Abstract Body (Do not enter title and authors here): Background: Aortic aneurysm and dissection (AAD) remain the major causes of cardiovascular mortality, and there are currently no effective pharmacological treatments. The chromatin remodeler SMARCD family members have been recently implicated in vascular pathology, but the role of SMARCD2 in endothelial cells (ECs) during AAD remains unknown.
Methods: To investigate the EC-specific function of SMARCD2, we generated Smarcd2 EC-specific knockout (Smarcd2^ECKO) mice by crossing Smarcd2^fl/fl mice with VE-Cre mice. AAD was induced using the β-aminopropionitrile (BAPN) and angiotensin II (AngII) in 10–12-week-old male mice. RNA sequencing and inflammatory signaling were assessed in HUVEC with SMARCD2 knockdown following IL-1β stimulation. To explore the underlying mechanisms, we engineered a SMARCD2-TurboID fusion protein for proximity-dependent biotinylation and mass spectrometry analysis to identify the SMARCD2-interacting partners.

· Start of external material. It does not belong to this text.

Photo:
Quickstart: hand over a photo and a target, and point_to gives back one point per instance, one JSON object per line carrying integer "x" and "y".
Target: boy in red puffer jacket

Results: Smarcd2^ECKO mice exhibited improved survival compared to Smarcd2^fl/fl controls. Surviving Smarcd2^ECKO mice had reduced aortic diameters (1.82 ± 0.67 vs. 1.15 ± 0.11 mm, n = 7, p = 0.024), indicating protection against AAD development. In vitro, SMARCD2 knockdown in HUVEC attenuated IL-1β-induced inflammatory gene expression. Activation levels were calculated as fold changes relative to control siRNA–treated cells without IL-1β stimulation. SMARCD2 knockdown significantly reduced the IL-1β-induced upregulation of ICAM1 (448.5 ± 42.9 vs. 156.5 ± 72.6, p < 0.01), SELE (151.9 ± 14.0 vs. 112.8 ± 4.9, p = 0.01), IL1A (9.4 ± 1.3 vs. 7.0 ± 0.7, p = 0.04), CCL2 (244.5 ± 21.0 vs. 164.0 ± 37.6, p = 0.03), IL6 (1717.0 ± 44.0 vs. 1113.0 ± 82.5, p < 0.01), CXCL3 (3451.0 ± 298.0 vs. 2346.0 ± 319.8, p = 0.01). Proteomic analysis using SMARCD2-TurboID, followed by Western blot validation, revealed significant enrichment of p65, c-Jun, and c-Fos, compared to the TurboID-NLS control. These results suggest that SMARCD2 cooperates with NF-κB and AP-1 complexes to promote pro-inflammatory signaling in endothelial cells.
Conclusion: Endothelial-specific deletion of Smarcd2 protects against AAD development by dampening inflammatory responses. Mechanistically, SMARCD2 interacts with key transcriptional regulators of inflammation, including NF-κB and AP-1, positioning it as a potential therapeutic target in aortic disease.